Indentation and Contact Mechanics of Nanocrystalline Diamond Crystals: A Hierarchical Molecular Dynamics and Finite-Element Approach

Abstract

Molecular dynamics (MD) and finite-element (FE) simulations of a nano-crystalline diamond (NCD) grain system subjected to indentation were undertaken to understand how contact behavior pertaining to the surface roughness of NCD crystals can be spanned from the molecular to the continuum scale. It is shown that if the same surface roughness morphology, grain orientations, and elastic properties are used for both MD and FE simulations, there is agreement between contact pressures for relatively low indentation loads and shallow substrates. It should be emphasized that the strong correlation between MD and FE methods can also be due to the lack of defect nucleation associated with the elastic deformation of the NCD system.
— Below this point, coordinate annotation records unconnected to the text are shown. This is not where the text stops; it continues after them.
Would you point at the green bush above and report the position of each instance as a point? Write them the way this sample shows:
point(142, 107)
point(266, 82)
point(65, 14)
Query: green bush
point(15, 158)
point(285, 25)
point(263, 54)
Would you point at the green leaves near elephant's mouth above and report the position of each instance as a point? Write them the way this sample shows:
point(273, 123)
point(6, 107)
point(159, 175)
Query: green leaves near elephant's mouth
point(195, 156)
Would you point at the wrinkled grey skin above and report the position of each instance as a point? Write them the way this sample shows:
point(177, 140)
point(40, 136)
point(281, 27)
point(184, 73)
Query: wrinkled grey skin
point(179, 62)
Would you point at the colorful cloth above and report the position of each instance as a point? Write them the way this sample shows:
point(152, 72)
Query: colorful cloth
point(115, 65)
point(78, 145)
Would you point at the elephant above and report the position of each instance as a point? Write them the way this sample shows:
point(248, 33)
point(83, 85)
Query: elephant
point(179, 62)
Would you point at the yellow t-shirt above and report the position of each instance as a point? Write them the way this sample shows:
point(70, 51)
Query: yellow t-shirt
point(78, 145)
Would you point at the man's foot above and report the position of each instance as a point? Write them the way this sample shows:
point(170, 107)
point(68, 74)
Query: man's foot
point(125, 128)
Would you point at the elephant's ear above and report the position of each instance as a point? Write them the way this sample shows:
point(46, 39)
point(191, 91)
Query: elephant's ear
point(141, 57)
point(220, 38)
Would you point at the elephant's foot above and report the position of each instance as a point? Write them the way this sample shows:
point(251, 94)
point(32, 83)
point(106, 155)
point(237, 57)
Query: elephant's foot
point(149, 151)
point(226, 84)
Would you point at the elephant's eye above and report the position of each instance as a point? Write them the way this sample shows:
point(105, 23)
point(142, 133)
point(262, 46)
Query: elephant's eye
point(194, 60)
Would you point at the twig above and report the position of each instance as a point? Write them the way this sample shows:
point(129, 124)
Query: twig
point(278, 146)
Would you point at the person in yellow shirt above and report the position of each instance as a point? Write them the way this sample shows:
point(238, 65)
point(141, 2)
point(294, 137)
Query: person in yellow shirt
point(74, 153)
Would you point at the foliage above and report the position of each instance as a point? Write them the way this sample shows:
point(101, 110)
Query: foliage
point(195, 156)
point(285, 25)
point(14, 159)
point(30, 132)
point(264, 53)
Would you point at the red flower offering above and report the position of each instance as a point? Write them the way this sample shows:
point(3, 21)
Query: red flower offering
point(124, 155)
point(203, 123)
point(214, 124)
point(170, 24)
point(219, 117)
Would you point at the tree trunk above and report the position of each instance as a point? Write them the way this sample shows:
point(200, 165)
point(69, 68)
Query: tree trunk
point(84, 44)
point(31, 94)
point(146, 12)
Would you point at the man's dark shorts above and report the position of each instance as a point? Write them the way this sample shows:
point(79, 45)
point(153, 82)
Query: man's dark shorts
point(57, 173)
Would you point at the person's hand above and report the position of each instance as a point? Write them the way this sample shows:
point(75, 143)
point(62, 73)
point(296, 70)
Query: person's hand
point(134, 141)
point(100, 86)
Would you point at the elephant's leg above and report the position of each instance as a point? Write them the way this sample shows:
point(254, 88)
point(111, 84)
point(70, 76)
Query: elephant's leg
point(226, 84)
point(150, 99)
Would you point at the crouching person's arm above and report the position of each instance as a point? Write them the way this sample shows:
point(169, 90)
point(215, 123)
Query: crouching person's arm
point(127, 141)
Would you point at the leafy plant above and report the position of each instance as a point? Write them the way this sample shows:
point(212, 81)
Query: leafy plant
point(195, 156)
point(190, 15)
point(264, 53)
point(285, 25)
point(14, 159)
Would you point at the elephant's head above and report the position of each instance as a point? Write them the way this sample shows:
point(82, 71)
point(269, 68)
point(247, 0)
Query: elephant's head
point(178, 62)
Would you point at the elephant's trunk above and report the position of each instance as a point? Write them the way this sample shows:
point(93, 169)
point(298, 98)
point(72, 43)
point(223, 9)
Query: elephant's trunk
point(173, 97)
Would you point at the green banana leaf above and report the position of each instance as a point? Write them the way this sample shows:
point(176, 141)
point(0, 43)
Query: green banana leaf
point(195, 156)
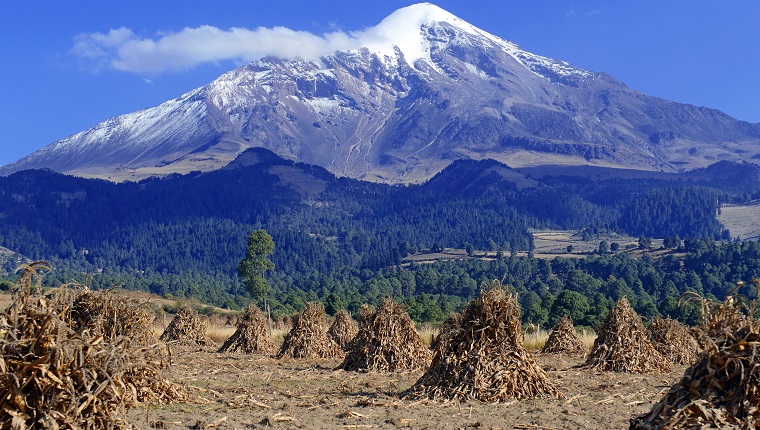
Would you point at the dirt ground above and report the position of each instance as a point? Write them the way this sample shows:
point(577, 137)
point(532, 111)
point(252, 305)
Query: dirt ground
point(237, 391)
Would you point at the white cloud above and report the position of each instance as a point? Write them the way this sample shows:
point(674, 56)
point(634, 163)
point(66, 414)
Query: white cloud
point(121, 49)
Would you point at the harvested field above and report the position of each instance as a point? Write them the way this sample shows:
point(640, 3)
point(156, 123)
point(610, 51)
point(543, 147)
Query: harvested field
point(237, 391)
point(240, 391)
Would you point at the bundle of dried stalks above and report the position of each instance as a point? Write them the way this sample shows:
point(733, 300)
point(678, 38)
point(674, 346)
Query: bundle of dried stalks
point(386, 342)
point(673, 340)
point(284, 322)
point(252, 334)
point(187, 328)
point(484, 359)
point(721, 389)
point(106, 313)
point(54, 377)
point(623, 346)
point(448, 329)
point(343, 328)
point(564, 340)
point(308, 337)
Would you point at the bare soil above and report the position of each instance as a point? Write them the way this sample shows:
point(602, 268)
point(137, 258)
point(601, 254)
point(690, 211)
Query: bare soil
point(237, 391)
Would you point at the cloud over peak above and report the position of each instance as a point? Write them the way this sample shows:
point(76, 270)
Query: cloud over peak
point(121, 49)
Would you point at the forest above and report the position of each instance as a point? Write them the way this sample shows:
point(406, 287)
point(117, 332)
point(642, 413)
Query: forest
point(342, 241)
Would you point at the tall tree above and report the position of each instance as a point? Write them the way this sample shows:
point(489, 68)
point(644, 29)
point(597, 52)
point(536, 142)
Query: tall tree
point(256, 262)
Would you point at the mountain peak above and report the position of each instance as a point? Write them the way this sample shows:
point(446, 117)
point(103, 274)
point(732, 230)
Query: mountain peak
point(405, 29)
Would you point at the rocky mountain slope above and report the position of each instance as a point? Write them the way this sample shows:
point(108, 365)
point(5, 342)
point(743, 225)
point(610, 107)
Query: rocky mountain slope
point(402, 109)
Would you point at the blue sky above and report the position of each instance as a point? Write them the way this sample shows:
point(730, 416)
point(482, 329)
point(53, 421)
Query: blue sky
point(61, 72)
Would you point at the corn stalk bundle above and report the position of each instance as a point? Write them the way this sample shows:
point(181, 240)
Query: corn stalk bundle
point(485, 358)
point(343, 328)
point(252, 334)
point(186, 327)
point(308, 337)
point(386, 342)
point(284, 322)
point(564, 340)
point(673, 340)
point(54, 377)
point(623, 346)
point(722, 389)
point(447, 330)
point(106, 313)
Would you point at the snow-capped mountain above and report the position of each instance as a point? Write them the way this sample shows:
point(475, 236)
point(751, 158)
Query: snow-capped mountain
point(426, 89)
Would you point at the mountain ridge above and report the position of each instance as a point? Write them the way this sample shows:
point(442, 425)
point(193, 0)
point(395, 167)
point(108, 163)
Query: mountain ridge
point(402, 109)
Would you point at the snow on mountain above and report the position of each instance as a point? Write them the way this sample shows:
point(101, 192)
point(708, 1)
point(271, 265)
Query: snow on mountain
point(423, 88)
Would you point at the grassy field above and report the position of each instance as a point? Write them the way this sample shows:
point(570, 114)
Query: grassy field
point(742, 220)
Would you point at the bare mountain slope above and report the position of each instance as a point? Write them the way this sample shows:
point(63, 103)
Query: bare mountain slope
point(403, 109)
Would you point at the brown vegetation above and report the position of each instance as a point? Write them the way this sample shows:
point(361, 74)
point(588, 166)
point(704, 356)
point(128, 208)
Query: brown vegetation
point(623, 346)
point(58, 372)
point(721, 389)
point(564, 340)
point(186, 327)
point(673, 340)
point(252, 334)
point(386, 342)
point(343, 328)
point(308, 337)
point(484, 359)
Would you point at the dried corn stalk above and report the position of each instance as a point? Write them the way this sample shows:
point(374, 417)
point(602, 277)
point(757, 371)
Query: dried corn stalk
point(673, 340)
point(721, 390)
point(484, 358)
point(186, 327)
point(343, 328)
point(448, 329)
point(386, 342)
point(252, 334)
point(623, 346)
point(308, 337)
point(564, 340)
point(54, 377)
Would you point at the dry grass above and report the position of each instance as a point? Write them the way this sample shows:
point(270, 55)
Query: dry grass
point(427, 332)
point(564, 340)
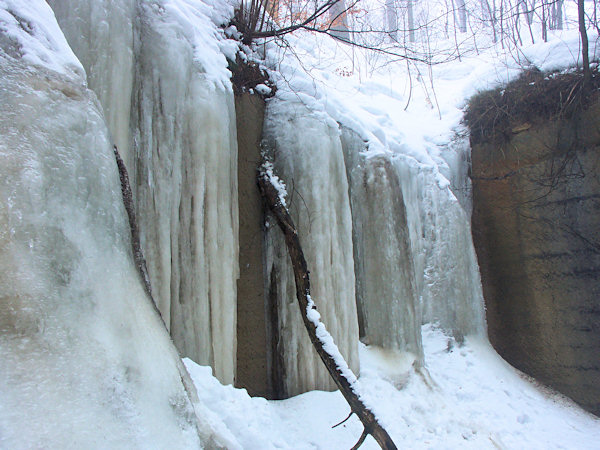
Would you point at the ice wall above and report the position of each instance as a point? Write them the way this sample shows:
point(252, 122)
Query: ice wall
point(307, 151)
point(386, 296)
point(446, 270)
point(164, 86)
point(86, 361)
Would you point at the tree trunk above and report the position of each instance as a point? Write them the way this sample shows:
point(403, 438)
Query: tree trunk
point(587, 74)
point(336, 366)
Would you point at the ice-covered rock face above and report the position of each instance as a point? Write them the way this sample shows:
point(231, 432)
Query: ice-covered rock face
point(86, 361)
point(446, 270)
point(308, 156)
point(385, 283)
point(101, 35)
point(164, 86)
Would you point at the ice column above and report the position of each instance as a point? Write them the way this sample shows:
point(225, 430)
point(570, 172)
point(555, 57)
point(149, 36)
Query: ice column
point(186, 156)
point(174, 123)
point(86, 361)
point(385, 283)
point(308, 156)
point(446, 270)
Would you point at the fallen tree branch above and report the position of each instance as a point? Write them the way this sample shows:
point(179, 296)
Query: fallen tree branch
point(270, 188)
point(136, 247)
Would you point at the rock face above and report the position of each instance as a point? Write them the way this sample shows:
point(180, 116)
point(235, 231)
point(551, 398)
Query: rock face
point(536, 229)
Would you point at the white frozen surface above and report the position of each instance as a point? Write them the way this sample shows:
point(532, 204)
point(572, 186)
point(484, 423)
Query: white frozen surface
point(307, 155)
point(465, 397)
point(29, 31)
point(160, 71)
point(86, 361)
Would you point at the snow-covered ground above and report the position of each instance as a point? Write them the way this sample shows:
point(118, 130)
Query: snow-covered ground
point(467, 397)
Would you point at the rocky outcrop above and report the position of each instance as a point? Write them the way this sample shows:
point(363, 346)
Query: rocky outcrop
point(536, 229)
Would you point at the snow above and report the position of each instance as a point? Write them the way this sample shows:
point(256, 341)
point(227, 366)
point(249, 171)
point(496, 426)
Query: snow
point(275, 181)
point(30, 31)
point(86, 377)
point(465, 397)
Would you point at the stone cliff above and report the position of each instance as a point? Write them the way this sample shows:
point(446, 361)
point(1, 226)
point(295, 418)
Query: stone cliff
point(536, 229)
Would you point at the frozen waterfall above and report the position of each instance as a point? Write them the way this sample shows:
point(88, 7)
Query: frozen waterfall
point(308, 156)
point(86, 361)
point(170, 110)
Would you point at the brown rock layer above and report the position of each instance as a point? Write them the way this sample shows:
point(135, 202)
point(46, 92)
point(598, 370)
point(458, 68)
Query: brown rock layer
point(536, 229)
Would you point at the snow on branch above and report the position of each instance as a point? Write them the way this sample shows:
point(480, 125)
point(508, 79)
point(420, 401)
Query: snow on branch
point(273, 192)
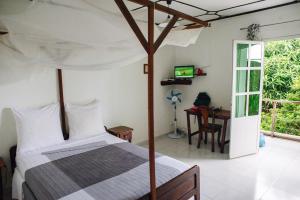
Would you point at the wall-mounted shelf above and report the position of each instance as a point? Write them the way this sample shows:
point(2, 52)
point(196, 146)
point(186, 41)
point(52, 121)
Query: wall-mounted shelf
point(179, 81)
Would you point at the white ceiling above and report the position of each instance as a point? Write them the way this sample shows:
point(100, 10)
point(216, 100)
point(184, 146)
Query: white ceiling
point(15, 6)
point(209, 5)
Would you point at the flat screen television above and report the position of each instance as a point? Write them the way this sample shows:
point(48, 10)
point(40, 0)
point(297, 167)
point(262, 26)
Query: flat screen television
point(184, 71)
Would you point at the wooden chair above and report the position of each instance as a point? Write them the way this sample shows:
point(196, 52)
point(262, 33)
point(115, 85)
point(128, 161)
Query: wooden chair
point(206, 127)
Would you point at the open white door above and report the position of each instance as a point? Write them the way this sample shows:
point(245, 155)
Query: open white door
point(246, 97)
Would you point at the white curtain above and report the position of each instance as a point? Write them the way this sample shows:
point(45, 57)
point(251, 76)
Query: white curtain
point(77, 34)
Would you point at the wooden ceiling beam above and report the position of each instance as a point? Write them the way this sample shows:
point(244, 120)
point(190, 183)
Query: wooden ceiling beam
point(132, 23)
point(3, 32)
point(170, 11)
point(165, 32)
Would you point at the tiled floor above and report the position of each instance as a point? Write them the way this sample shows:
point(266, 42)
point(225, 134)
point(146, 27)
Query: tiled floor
point(272, 174)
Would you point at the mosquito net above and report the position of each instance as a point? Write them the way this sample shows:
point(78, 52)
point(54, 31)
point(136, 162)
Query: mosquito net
point(77, 34)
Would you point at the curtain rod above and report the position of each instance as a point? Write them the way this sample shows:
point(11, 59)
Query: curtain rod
point(285, 22)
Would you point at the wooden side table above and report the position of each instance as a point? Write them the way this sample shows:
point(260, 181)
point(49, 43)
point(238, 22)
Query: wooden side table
point(2, 165)
point(221, 114)
point(122, 132)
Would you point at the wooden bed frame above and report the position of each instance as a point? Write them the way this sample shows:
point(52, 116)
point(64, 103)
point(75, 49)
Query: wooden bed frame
point(187, 184)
These predictions can be used for a hierarchical computational framework to harness the advantages of both computational approaches. Inherent to this approach is representation of surface roughness and crystal orientation that is physically consistent for both computational approaches. Using the techniques presented herein, MD simulations of fluids and fluid solid interactions may be able to be accurately performed using computational fluid dynamics (CFD) and FE simulations if an appropriate set of translation rules can be found for converting MD models to CFD models. An initial analysis of the requirements to convert MD models to CFD is undertaken and a subset of the necessary rules is postulated.